That’s not what I want to do, though. The only place I want to drag her to is my bed and the only thing I want to do is fuck her some more, so I can come inside her all over again.
Which pretty much makes me the biggest asshole that ever lived. I’m the one with the experience. I’m the one who should know better. Instead of protecting her, I’m standing here thinking about what she would look like with my kid in her belly.
Fuck me.
I’m the last person who should be thinking about having a kid. Cap’n, sure. He’d make a great dad. Hell, even Declan would be better at raising a kid than me. He may be a raging fuckstain but at least he’s normal. Me? What do I have to offer a kid? A grease pit that’s barely braking even and a better than average chance of inheriting my fucked-up brain. What could I teach them?
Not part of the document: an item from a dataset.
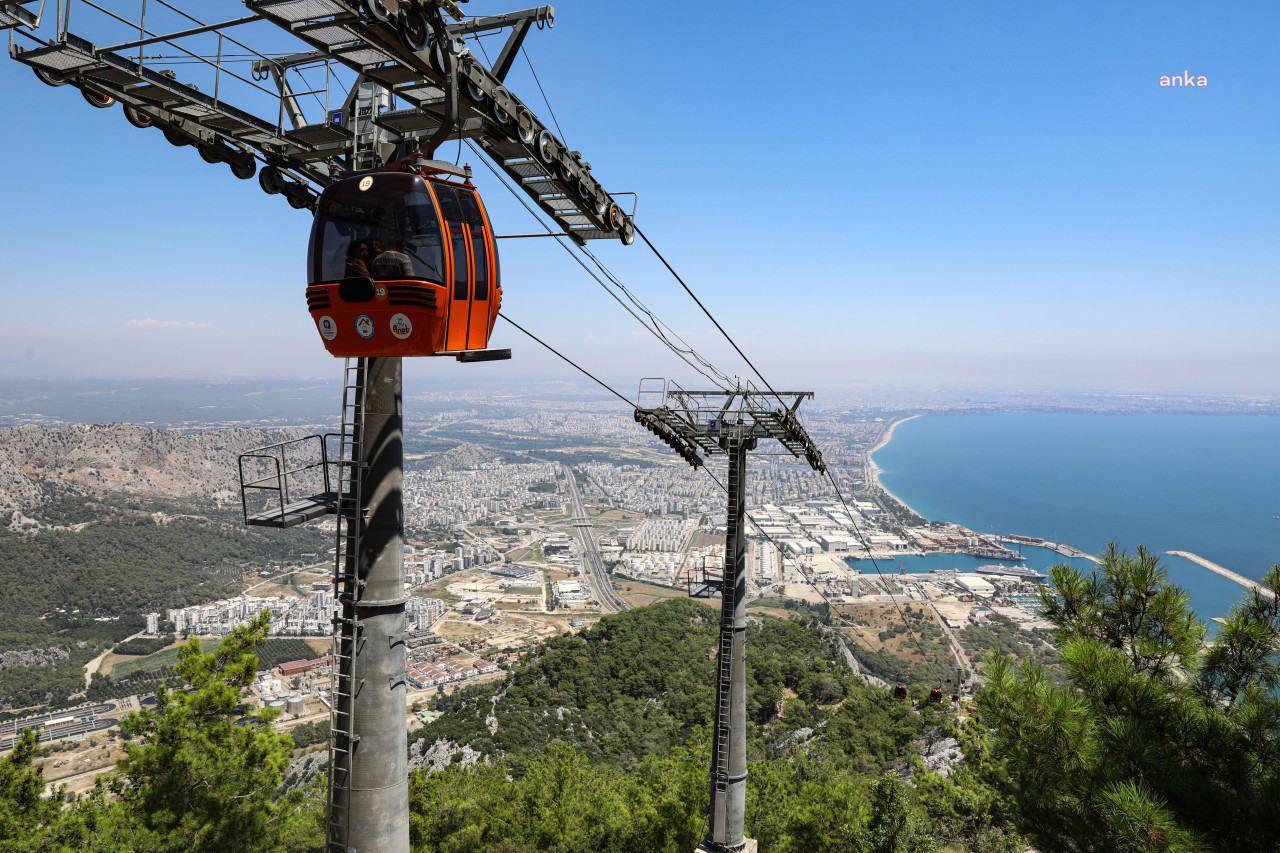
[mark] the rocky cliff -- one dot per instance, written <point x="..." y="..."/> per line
<point x="37" y="463"/>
How to get a girl to drop her panties in thirty seconds flat or the finer points of pretending to be a real, live boy?
That’d make me Father of the Year, for sure.
Giving myself a quick rubdown, I throw a towel around my waist and step into the hallway. I can see her from here, standing at the kitchen counter, making sandwiches with the groceries she brought with her.
She’s wearing one of my T-shirts and nothing else, the hem of it skimming the top of her bare knees. Her hair is drying frizzy around her freckled face—probably because she used my cheap shampoo and has no choice but to let it air dry.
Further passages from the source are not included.